# Testing for Differences in Distributions via Mean and Variance Comparisons

In this notebook, I explore the comparison of two distributions from a control group and a treatment group. The treatment group has a much lower variance when compared to the control group, leading some in the lab to think the treatment is a success. However, Dr. Cudmore is skpetical, and believes the lowered variance is due to measurement error and/or lost of signal. Thus we search to find the following: is the variance difference of a linear shift or a multiplicative scale? If so, can we produce a confidence interval to for the true transformation parameter?

In [1]:
# Auto formatting
%load_ext nb_black

<IPython.core.display.Javascript object>

In [2]:
import numpy as np
from numpy.random import default_rng
import pandas as pd
import scipy.stats as sp
import plotly.express as px
from IPython.display import display
from scipy.stats import bootstrap
import seaborn as sns

ImportError: cannot import name 'bootstrap' from 'scipy.stats' (C:\Users\Gianni\anaconda3\lib\site-packages\scipy\stats\__init__.py)
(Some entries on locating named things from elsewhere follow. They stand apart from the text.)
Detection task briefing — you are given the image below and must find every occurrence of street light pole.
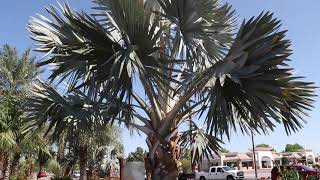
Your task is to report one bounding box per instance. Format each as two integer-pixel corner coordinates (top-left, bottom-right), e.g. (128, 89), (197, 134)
(251, 131), (258, 179)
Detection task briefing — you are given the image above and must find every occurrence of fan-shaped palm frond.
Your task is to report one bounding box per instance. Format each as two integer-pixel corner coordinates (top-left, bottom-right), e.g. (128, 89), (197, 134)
(0, 45), (38, 95)
(202, 13), (314, 139)
(29, 0), (314, 179)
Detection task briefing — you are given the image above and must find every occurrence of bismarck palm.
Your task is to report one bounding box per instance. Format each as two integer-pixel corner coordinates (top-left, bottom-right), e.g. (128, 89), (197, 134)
(29, 0), (314, 180)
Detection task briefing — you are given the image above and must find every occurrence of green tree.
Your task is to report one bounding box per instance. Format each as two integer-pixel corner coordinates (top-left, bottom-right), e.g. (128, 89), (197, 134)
(284, 143), (304, 152)
(256, 143), (271, 148)
(28, 0), (314, 180)
(127, 147), (147, 162)
(26, 81), (120, 180)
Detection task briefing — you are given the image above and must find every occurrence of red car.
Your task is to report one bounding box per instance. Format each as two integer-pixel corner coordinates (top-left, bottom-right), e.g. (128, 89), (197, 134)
(287, 165), (319, 179)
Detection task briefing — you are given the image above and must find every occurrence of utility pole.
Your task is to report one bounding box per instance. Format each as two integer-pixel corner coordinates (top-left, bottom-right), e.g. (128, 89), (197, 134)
(251, 130), (258, 179)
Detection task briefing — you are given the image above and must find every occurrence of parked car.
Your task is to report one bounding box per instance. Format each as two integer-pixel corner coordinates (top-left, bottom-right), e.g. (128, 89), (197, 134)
(195, 166), (244, 180)
(37, 171), (48, 179)
(178, 173), (195, 180)
(280, 165), (320, 179)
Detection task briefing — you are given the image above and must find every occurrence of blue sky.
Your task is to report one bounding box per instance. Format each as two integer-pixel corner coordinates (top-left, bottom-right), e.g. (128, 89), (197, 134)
(0, 0), (320, 153)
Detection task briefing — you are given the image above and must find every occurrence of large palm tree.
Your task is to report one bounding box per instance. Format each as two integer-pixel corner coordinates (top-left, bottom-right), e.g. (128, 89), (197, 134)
(29, 0), (314, 180)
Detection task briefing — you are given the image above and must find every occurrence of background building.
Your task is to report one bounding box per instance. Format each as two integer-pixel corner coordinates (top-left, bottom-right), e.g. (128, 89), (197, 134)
(199, 147), (318, 171)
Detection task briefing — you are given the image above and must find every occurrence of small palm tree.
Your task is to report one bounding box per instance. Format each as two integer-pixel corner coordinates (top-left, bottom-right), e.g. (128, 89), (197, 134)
(0, 45), (38, 179)
(29, 0), (314, 180)
(26, 82), (119, 179)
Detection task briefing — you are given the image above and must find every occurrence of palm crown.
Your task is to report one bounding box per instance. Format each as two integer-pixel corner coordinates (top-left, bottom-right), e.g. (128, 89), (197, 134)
(29, 0), (314, 179)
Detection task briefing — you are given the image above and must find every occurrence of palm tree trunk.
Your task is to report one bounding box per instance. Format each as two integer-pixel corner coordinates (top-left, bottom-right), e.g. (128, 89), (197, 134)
(0, 151), (6, 179)
(3, 153), (13, 180)
(79, 145), (88, 180)
(145, 136), (180, 180)
(57, 131), (66, 163)
(10, 153), (21, 176)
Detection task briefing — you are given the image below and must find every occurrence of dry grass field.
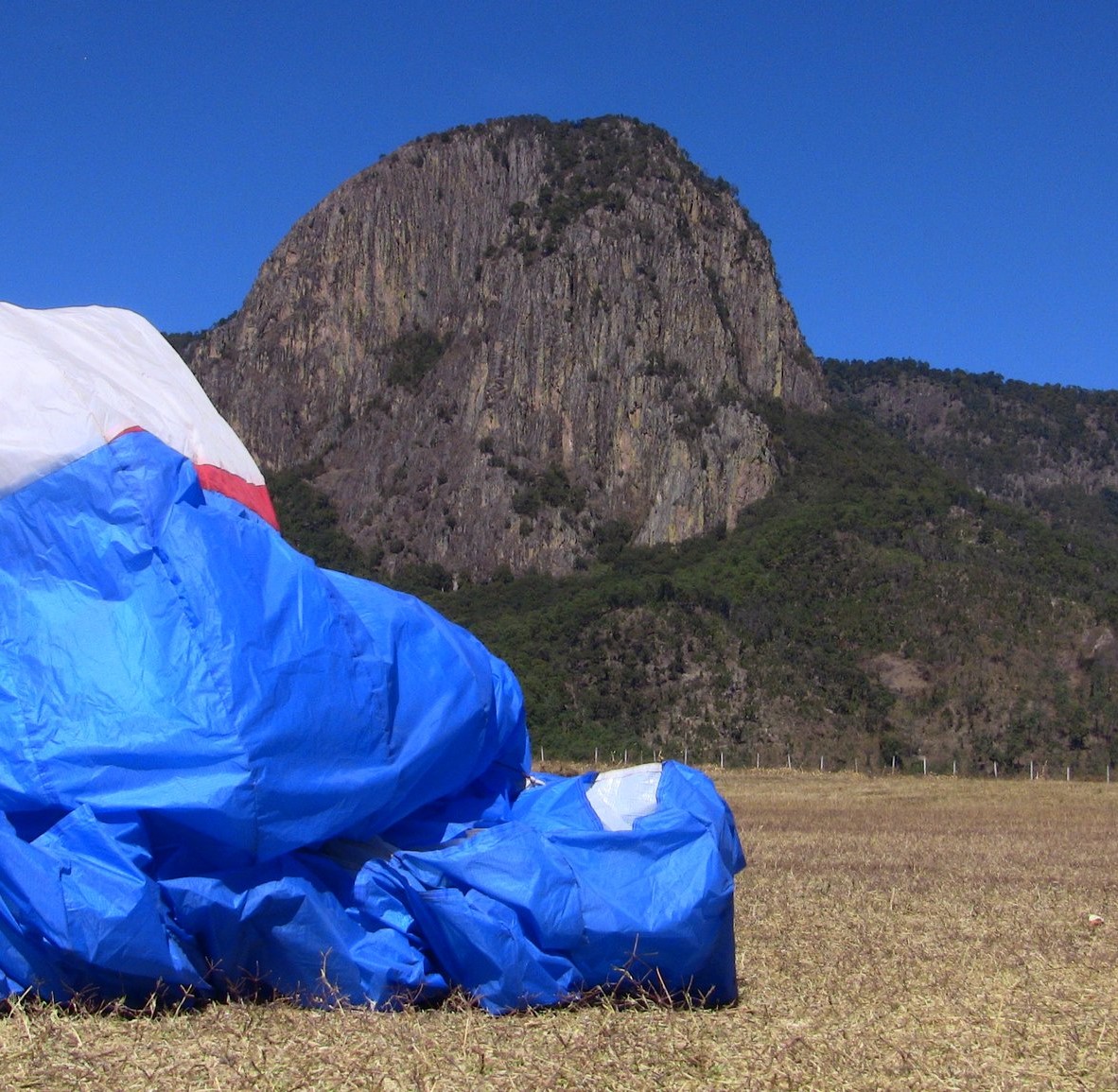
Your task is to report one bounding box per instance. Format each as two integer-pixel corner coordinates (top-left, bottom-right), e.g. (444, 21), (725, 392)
(0, 771), (1118, 1092)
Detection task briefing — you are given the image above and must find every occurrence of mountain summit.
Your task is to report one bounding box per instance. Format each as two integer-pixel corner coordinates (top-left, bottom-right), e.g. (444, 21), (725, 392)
(186, 116), (825, 577)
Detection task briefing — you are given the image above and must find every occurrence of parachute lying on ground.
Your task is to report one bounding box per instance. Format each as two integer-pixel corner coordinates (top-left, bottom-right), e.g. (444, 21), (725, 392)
(0, 304), (744, 1013)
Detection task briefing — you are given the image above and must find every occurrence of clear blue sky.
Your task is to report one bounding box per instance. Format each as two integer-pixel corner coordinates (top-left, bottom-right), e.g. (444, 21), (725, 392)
(0, 0), (1118, 388)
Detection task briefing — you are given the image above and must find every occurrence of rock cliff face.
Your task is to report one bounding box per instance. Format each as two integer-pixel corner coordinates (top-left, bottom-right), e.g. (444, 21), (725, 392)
(188, 117), (825, 577)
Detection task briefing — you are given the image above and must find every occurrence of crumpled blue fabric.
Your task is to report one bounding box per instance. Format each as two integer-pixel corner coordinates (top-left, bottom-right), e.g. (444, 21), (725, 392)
(0, 431), (744, 1013)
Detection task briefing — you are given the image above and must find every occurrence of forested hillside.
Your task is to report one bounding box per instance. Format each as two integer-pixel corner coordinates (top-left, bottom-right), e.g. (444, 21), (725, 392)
(268, 390), (1118, 773)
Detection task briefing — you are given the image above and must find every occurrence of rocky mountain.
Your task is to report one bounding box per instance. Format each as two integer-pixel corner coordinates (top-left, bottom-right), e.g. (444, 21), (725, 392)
(185, 117), (825, 578)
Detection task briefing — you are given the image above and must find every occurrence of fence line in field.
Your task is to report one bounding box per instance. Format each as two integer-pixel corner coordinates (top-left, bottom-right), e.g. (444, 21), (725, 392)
(535, 743), (1112, 785)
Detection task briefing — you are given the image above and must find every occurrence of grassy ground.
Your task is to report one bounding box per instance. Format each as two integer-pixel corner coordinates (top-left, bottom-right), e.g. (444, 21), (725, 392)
(0, 771), (1118, 1092)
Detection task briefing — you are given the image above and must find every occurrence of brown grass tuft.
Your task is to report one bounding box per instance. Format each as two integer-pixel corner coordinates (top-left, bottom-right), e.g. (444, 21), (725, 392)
(0, 771), (1118, 1092)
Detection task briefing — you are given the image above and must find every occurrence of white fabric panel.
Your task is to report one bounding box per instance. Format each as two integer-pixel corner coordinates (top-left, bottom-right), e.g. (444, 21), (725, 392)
(0, 303), (264, 494)
(585, 762), (663, 830)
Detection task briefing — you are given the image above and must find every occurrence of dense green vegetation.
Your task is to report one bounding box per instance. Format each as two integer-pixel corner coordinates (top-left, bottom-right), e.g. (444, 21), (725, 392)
(272, 403), (1118, 772)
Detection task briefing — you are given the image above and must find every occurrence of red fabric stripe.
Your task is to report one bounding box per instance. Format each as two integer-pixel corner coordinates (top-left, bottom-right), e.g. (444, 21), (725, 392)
(110, 425), (280, 531)
(195, 462), (280, 531)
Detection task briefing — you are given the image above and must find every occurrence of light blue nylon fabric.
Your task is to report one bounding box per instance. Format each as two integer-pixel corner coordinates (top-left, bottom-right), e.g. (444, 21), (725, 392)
(0, 433), (743, 1012)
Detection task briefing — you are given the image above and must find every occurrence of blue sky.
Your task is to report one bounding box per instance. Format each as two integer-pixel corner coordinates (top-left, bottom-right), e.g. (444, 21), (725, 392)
(0, 0), (1118, 388)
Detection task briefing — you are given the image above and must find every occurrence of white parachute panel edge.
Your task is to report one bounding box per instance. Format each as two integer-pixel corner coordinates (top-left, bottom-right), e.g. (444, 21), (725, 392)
(0, 302), (264, 494)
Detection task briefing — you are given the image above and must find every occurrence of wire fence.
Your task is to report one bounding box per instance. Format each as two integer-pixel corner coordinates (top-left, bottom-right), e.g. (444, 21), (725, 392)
(533, 744), (1118, 785)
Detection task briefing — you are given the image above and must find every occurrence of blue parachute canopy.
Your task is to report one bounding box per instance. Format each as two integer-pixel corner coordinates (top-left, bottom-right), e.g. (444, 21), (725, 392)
(0, 304), (744, 1013)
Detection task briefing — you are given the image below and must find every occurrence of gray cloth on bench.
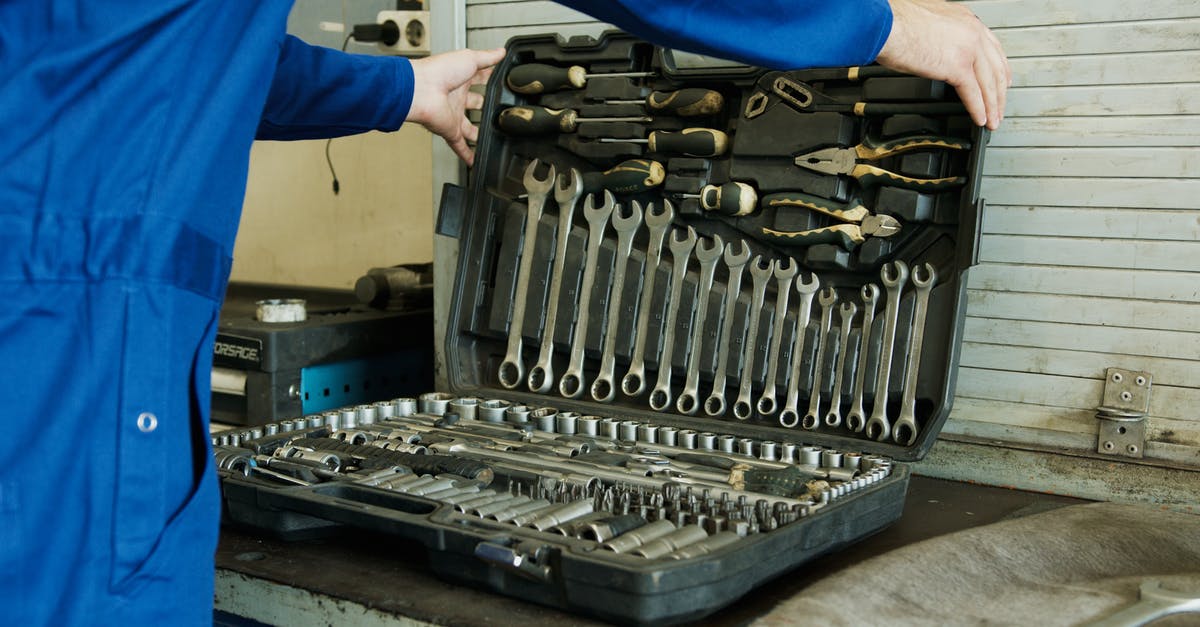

<IPython.core.display.Javascript object>

## Simulated Data

In [None]:
# We generate random data, from different normal distributions
rng = default_rng()
dist1 = rng.normal(5, 3, 1000)
dist2 = rng.normal(15, 3, 1000)

A two sample Kolmogorov-Smirnov test is a non-parametetric method of comparing two samples by testing if they come from the same (but unknown) distribution. Our null hypothesis being $H_0: $ "There is no difference between the two distributions." 

In [None]:
# Kolmogorov Smirnoff Test
sp.kstest(dist1, dist2)

This extremely small p-value should not be surprising, as we know these samples are from two very different normal distributions.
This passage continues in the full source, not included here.